In my alternate universe, I see myself donning elegant things like a Patek Philippe, a bespoke Chopard, or a Rolex oyster on my arm--- but in reality I am just someone striving to keep my grand delusions to myself, and at a minimum. I have passed by watch republic many many times, and eternally gloated on that tiny titanium skagen dress watch made of the most unique copper color. It’s not an overly ambitious choice; it sells at a moderate price in fact. But I am always bitterly reminded that, in my state of things, I can ill-afford it.
I do not have expensive jewelleries. What I have are baubles and a few watches, and it’s fine by me. But you see, watches are my thing. Really! I feel that they are precious possessions that can last me longer than my lifetime, and are probably some of the more decent things I can bequeath to my daughter long after I’ve been gone. You know those stories about fathers passing on broken timepieces to their sons, and the subliminal connection to stuff like personal redemption? Well, hackneyed though that may sound, I now admit, I am such a sap for it. Is it accurate then to label me as closet optimist? Gah.
Some three years ago, I became a proud and grateful owner of a Swiss-made classic tank Classima Nuova from the company named Bernhard H. Mayer ,depuis 1871 (since 1871). My husband gave it to me as his 5th year service award from his company. He could have chosen a men’s watch for himself, but he did not. It's probably manifest of how deeply I should be humbled by gestures like this. Sometimes, I dismally fail in the appreciation department. My watch has an uncomplicated face design, covered modestly in a domed sapphire crystal. It's presently in a white faux leather strap, but I will put back the original black croc strap when I’ve finally become bored of the other one.

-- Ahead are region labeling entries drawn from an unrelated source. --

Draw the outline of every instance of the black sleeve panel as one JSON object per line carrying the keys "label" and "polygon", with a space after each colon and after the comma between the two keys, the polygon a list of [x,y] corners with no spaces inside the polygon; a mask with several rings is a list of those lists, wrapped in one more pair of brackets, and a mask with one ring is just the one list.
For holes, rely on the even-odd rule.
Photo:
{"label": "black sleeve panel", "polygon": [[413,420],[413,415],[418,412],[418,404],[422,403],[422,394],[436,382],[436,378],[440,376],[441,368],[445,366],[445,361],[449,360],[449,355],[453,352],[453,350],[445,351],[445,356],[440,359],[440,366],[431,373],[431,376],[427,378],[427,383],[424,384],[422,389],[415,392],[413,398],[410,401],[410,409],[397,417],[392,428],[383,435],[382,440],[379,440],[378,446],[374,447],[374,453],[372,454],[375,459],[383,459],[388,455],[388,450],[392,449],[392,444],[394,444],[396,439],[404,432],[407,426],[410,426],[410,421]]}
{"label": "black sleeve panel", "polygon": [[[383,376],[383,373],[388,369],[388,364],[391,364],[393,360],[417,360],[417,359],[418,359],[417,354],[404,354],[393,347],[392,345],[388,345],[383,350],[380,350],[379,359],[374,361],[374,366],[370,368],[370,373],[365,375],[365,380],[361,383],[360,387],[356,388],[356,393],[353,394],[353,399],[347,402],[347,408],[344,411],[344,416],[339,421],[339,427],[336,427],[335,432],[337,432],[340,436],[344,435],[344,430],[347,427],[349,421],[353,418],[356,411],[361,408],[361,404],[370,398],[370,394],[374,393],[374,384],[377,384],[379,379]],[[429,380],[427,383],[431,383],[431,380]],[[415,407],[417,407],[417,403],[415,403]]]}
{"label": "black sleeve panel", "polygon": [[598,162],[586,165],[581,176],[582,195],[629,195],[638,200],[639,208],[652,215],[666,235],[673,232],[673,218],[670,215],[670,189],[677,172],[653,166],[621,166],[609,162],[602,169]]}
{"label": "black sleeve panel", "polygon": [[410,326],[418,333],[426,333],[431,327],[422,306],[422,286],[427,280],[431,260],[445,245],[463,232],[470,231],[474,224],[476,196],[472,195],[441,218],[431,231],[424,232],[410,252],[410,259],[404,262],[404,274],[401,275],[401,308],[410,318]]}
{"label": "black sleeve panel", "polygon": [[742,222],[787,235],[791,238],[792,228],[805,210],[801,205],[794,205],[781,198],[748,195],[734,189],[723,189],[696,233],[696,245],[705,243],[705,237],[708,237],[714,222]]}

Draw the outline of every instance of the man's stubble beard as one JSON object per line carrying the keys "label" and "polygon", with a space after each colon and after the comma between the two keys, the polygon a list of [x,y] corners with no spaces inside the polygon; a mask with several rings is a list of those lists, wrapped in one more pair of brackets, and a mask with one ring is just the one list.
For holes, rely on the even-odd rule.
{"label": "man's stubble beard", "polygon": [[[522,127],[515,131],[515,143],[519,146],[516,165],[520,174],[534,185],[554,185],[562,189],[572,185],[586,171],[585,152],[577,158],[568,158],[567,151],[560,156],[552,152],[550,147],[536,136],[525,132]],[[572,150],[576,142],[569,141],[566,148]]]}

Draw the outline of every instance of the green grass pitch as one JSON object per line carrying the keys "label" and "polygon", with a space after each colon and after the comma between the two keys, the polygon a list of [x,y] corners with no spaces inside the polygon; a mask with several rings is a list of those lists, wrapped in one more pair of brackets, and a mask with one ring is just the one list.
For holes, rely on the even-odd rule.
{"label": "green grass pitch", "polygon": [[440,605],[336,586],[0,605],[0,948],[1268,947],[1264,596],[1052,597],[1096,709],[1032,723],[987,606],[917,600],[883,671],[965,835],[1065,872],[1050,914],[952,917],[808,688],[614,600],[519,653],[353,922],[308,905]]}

This is the closest thing that I’ve come to owning something Swiss-made, but it's not even like devouring a thousand sinfully delicious Lindt chocolates. It's a beautiful, simple, but elegant watch nevertheless. And it hits its mark right on me. It's for me a symbol of giving, of trust, of kindness, of a big heart. And I intend to leave these very same values to my children.
I may have said this rather plentifully, three years ago, but THANK YOU again, my dear!